Odious as the political forms of his day may be to some, though certainly not all, must we repudiate the taste and discipline of the Belle Epoque? Who could honestly say that he was unmoved, in one way or another, by Barbara Tuchman's magnificent rendering of the royal assemblage at the King's funeral in her magisterial "The Guns of August"? Since World War I, it may sadly be the case that we have not known beauty.

Surely I am not the first to notice the contemporary lack of attention to decent attire at the appropriate occasions.

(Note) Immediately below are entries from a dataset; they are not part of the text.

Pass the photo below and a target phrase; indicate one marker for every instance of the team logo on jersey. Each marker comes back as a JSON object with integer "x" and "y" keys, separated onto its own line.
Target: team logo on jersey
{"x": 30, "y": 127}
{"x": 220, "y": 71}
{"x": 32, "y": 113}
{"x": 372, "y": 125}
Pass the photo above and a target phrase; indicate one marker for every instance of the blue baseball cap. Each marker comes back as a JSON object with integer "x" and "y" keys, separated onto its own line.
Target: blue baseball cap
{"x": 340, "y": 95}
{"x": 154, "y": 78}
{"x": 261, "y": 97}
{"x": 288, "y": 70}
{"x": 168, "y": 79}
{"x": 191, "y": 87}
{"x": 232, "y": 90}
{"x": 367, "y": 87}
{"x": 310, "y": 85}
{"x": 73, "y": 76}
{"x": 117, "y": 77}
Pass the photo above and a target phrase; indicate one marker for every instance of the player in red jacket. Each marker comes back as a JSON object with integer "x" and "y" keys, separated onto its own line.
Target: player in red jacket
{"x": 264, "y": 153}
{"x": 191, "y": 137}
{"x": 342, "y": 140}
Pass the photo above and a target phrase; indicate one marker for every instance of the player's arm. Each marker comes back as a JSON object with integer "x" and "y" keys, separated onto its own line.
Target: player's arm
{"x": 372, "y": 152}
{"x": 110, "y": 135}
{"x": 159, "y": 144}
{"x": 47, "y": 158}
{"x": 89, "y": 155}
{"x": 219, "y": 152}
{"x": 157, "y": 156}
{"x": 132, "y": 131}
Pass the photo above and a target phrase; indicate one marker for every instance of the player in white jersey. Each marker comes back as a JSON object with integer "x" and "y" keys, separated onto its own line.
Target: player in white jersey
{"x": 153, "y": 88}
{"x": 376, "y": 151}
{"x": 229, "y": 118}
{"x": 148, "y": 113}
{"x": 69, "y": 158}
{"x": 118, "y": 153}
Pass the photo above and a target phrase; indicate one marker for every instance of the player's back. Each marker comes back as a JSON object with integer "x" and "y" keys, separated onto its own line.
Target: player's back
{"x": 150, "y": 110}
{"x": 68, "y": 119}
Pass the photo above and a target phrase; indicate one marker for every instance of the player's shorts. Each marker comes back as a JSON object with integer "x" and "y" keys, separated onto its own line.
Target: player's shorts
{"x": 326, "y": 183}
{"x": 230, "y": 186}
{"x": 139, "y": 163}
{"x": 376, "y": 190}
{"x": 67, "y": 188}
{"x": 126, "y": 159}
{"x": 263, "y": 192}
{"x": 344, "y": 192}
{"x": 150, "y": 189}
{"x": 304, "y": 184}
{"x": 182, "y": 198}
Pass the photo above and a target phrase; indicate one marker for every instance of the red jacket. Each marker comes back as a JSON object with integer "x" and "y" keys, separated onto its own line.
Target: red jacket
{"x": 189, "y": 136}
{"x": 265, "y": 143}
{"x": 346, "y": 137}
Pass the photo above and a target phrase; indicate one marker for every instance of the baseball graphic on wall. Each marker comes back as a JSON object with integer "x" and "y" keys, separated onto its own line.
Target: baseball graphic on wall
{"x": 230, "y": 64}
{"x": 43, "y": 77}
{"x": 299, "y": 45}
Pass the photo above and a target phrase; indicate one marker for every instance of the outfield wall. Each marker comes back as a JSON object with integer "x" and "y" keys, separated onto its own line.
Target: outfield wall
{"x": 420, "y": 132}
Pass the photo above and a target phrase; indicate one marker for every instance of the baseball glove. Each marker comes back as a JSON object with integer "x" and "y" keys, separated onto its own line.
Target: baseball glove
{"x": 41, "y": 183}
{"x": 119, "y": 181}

In an article for National Review more than 50 years ago, William Buckley, Jr., using language curiously resembling the Declaration of Independence, remarked, "Does not insistence on a minimal standard of dress reflect a decent respect for the opinions of mankind?"

Lamenting that arguments for democracy (as well as economy) were in large supply against the simple matter of wearing a coat and tie to college dinners, Buckley criticized what he saw as mere "affectation and laziness" masquerading as "personal independence."

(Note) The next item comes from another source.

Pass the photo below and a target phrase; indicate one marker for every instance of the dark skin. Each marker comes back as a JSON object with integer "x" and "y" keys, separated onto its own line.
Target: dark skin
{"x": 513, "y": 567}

A brief look at a photograph of MIT's 1956 graduating class, posted on Dec. 16 at Ivy-Style.com — a gloriously habit-forming blog for those who choose not to live in 2010 — reveals especially how far the mathematics and science types have fallen. Moreover, as the post notes, there was still plenty of room for creativity within the standard academic attire.

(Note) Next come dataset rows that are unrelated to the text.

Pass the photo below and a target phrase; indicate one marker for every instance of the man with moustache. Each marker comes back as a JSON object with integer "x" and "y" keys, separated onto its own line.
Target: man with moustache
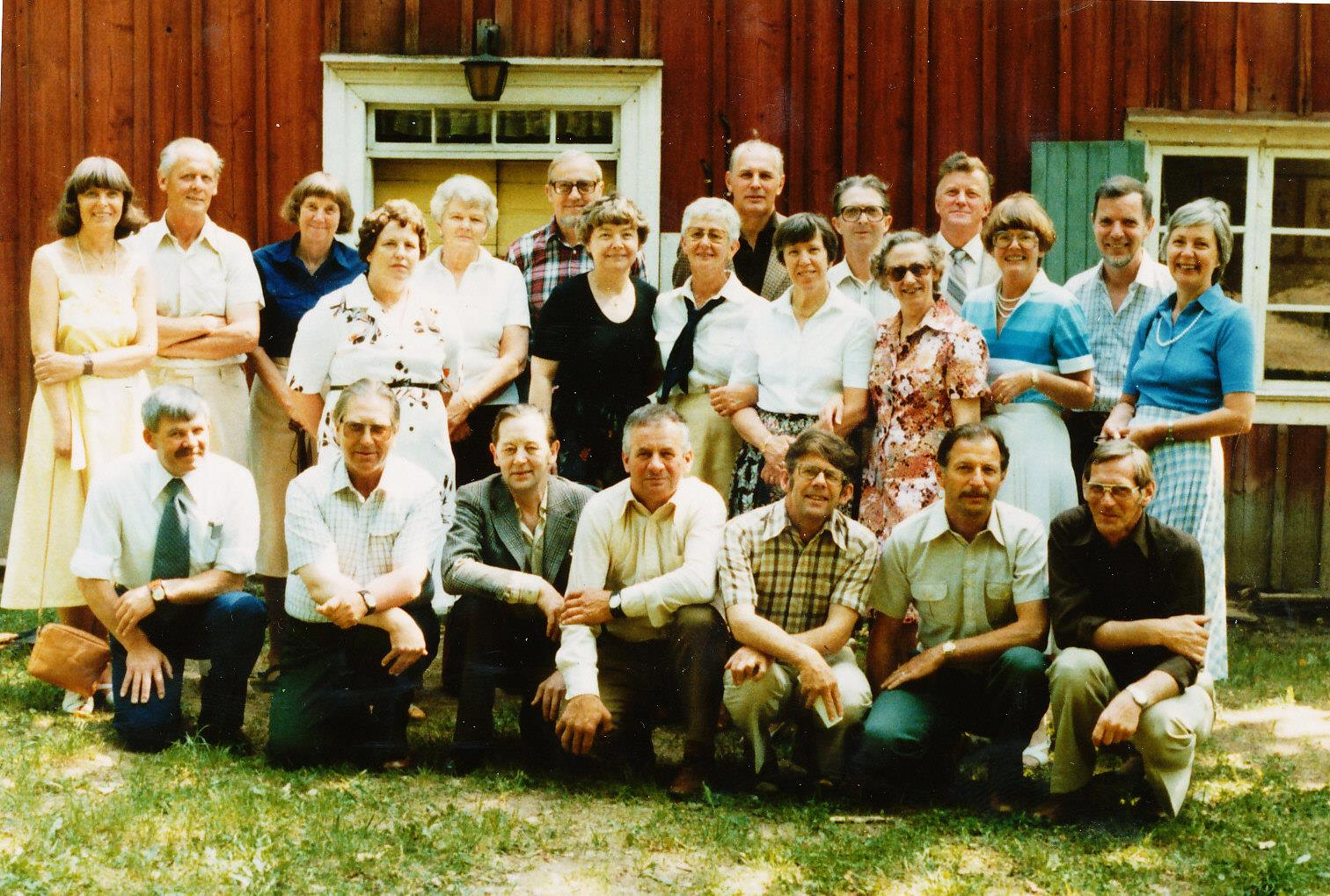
{"x": 168, "y": 539}
{"x": 963, "y": 200}
{"x": 639, "y": 628}
{"x": 208, "y": 294}
{"x": 1114, "y": 294}
{"x": 755, "y": 179}
{"x": 976, "y": 569}
{"x": 507, "y": 558}
{"x": 362, "y": 535}
{"x": 794, "y": 579}
{"x": 862, "y": 207}
{"x": 1128, "y": 605}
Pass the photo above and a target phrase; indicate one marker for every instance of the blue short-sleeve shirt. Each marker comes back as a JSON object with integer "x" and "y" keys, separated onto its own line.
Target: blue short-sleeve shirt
{"x": 290, "y": 290}
{"x": 1047, "y": 331}
{"x": 1190, "y": 365}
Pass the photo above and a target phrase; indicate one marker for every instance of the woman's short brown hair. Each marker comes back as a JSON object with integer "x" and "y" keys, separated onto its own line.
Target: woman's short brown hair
{"x": 92, "y": 173}
{"x": 1020, "y": 212}
{"x": 613, "y": 209}
{"x": 325, "y": 186}
{"x": 403, "y": 212}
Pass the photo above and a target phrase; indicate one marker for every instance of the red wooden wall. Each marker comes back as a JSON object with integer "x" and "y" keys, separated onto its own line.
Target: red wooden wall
{"x": 844, "y": 87}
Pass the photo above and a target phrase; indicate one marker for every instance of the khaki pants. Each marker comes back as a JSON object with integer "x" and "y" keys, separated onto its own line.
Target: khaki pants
{"x": 1082, "y": 686}
{"x": 228, "y": 403}
{"x": 716, "y": 443}
{"x": 758, "y": 703}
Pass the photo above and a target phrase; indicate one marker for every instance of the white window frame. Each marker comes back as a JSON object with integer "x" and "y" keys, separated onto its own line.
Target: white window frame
{"x": 1260, "y": 140}
{"x": 354, "y": 84}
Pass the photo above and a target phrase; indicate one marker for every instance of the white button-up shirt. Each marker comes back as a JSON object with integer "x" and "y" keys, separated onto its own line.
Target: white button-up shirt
{"x": 1111, "y": 332}
{"x": 397, "y": 525}
{"x": 798, "y": 368}
{"x": 657, "y": 561}
{"x": 878, "y": 302}
{"x": 720, "y": 334}
{"x": 215, "y": 275}
{"x": 490, "y": 295}
{"x": 124, "y": 511}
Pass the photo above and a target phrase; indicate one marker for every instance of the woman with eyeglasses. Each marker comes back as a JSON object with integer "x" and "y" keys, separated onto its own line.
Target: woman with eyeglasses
{"x": 929, "y": 375}
{"x": 1190, "y": 379}
{"x": 1039, "y": 358}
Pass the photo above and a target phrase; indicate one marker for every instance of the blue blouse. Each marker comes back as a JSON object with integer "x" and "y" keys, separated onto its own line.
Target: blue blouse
{"x": 1047, "y": 331}
{"x": 290, "y": 290}
{"x": 1189, "y": 366}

I ask the jeans-and-T-shirt philosophers to riddle that one for me. How could, in an age of supposed liberation and individualism, basically any Brown student be replaceable with the next Beat eating in the front cave of the Ratty?

In large part, two disgusting trends of the last several decades may serve as guiding reasons.

First, there is the onslaught of what, in a recent Newsweek piece, George Will termed "The Basement Boys" syndrome. Referring to the alarming number of young men who still live with their parents after (or in lieu of) college, Will spent considerable time condemning the perpetual youth culture endemic since the 1960s and even World War II.

Men just want to be boys, and fairly dull boys at that. Not wanting to brave the uncertainties and challenges of a world where greatness, if not beauty, is still possible, many young lads prefer the lackluster benefits of a basement. The dress code for such a profession? Why, jeans and a T-shirt, of course. "See, I don't care!"

With petty ambitions come petty drapings.

Yet, since we are at Brown, it is likely the case that most terrible clothing choices are the result of the second nefarious trend of late: pure neglect, or just plain lack of concern.
Whereas Victoria's offspring might have labored over the various clothes that he would wear over the course of the day — morning coat or dark suit at first, a blazer later for leisure activities and finally, either evening dress or a dinner jacket at night — Homo contemporaneus is bland all day.

In class, jeans; at a club meeting, jeans; at dinner, jeans. With the recent creation of a vulgar jeans-sweatpants item, he may also wear jeans to bed.

It is probable that most do not truly appreciate the novelty of this phenomenon. In the intelligent and historically minded AMC drama, "Mad Men," the discerning viewer will notice the frequent diversity in dress, as late as 1963. Don Draper wears a business suit during a workday, typically a sports jacket,  button-down or polo on a weekend and always matching pajamas at night.

And that attention to detail, that conception of life as demanding certain dress for certain occasions, is completely lost on the modern bore. All he knows is denim and vile sweatpants. What he misses are no less than his own humanity and the discipline of the civilization that, in its prosperity, permitted his neglect.

Here we are, we lovers of comfort and possessors of phony independence. We like to think that we are at the pinnacle of history, yet we are more accurately no better than the barbarian whose dress is a loincloth and whose culture is a pit of primitive preferences.
There we go, rain or shine, into sartorial perdition, all the while thinking that what our democracy produces could surpass even the refuse of an age not far removed. Well, if we ever do program a life more virtuous, I am sure that we shall look proletariat in doing so.

Without even knowing it, the Communists won.